Banana + Buckwheat Pancakes
Banana + Buckwheat Pancakes
Ah Weekends.... I would say yay! sleep-ins, but I've got 3 kids so...moving on haha
What it does mean is longer meal times with loved ones, maybe an extra coffee, extra cuddles, and nowhere to be. This pancake recipe is a simple delicious way to spend a Sunday.
Enjoy x
BANANA + BUCKWHEAT PANCAKES
Serves: 4
INGREDIENTS
3/4 cup mashed Banana (approximately 2 medium bananas)
1/2 cup Egg whites or 3 fre- range Eggs* lightly whisked
1/2 cup Buckwheat flour **
1/2 teaspoon Baking soda
1/8 teaspoon of Sea salt
1 teaspoon ground Cinnamon
1 teaspoon Vanilla extract
1 tablespoon Flax seeds
1 tablespoon Chia seeds
Optional: 1 tablespoon of liquid sweetner of choice such as maple syrup, rice malt or agave.
Coconut oil for pan.
METHOD
In a small bowl mash banana.
In a large bowl combine buckwheat, baking soda, salt and cinnamon.

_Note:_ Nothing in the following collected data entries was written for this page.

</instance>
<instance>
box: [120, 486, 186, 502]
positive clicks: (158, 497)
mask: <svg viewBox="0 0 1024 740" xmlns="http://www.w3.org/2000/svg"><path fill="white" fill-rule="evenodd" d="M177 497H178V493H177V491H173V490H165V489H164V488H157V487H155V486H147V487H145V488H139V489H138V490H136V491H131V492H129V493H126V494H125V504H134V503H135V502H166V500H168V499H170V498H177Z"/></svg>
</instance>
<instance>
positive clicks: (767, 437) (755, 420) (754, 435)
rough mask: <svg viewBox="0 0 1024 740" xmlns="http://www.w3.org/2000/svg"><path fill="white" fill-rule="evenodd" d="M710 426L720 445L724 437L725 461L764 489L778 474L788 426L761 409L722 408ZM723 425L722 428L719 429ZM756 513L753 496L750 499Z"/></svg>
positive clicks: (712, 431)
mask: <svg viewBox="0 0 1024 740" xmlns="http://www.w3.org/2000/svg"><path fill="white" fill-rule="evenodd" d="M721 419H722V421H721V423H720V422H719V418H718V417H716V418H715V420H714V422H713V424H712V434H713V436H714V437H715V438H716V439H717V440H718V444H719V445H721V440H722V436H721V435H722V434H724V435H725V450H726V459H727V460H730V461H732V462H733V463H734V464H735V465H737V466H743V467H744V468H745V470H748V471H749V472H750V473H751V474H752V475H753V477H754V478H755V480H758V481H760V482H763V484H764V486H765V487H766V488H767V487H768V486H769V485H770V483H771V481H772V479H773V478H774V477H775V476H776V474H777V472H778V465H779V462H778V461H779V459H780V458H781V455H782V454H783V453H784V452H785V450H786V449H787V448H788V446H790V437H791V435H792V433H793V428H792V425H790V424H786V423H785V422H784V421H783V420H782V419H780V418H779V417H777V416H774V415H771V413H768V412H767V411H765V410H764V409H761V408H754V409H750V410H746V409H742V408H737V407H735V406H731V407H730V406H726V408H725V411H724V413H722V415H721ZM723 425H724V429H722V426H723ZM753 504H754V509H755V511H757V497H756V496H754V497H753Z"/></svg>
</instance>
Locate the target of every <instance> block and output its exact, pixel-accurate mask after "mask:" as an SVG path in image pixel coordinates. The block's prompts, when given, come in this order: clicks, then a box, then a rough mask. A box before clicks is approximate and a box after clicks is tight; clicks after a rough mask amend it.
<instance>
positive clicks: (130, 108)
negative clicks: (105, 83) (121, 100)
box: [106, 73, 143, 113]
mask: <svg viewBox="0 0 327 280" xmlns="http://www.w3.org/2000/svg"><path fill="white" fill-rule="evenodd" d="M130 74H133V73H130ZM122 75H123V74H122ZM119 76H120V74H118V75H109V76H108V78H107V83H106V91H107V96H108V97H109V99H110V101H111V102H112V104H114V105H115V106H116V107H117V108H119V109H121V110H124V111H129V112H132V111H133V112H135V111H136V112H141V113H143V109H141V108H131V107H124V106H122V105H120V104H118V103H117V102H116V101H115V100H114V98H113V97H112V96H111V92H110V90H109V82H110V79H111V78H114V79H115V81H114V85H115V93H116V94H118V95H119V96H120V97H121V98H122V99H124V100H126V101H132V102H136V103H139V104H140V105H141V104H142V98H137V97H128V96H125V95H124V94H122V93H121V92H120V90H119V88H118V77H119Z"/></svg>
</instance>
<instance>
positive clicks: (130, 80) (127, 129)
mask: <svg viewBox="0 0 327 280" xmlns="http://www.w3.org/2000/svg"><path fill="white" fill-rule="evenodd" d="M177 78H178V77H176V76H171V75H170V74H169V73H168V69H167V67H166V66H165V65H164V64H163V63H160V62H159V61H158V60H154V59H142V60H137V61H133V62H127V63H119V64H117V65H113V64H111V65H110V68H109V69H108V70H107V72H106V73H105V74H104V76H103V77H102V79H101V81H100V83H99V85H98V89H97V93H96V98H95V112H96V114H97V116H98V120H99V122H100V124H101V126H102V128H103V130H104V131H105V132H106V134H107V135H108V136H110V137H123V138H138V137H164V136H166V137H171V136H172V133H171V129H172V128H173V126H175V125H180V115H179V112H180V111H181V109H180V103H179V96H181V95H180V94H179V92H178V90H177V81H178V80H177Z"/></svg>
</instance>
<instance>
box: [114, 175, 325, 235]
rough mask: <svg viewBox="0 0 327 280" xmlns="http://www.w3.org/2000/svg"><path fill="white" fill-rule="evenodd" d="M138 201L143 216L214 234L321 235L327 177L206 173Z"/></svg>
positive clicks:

Add egg whites or whisked eggs* to buckwheat mixture.
Fold through banana and sweetener if using.
Add flax and chia.
Let sit for 5 minutes and allow batter to thicken.
Heat a large frying pan on a low-medium heat, add coconut oil to grease pan.
Using a 1/4 cup measuring cup or scoop of choice pour pancakes of desired size.
Typically I fit four in a pan. (I like to make small ones for the kids)
Cook until bubbles form on top. Flip and cook for a further minute.
Transfer to a plate as you cook, four in the pan at a time.
Serve with fruit, yoghurt, maple syrup, nut butter, kefir, toasted nuts and seedsβ¦the possibilities are endless!
NOTE: * If you use whole eggs, add 2 tablespoons of almond, coconut or milk of choice at the end of the recipe steps and mix well to loosen batter.
** You can replace buckwheat flour with the same quantity of protein powder of choice for high protein pancakes.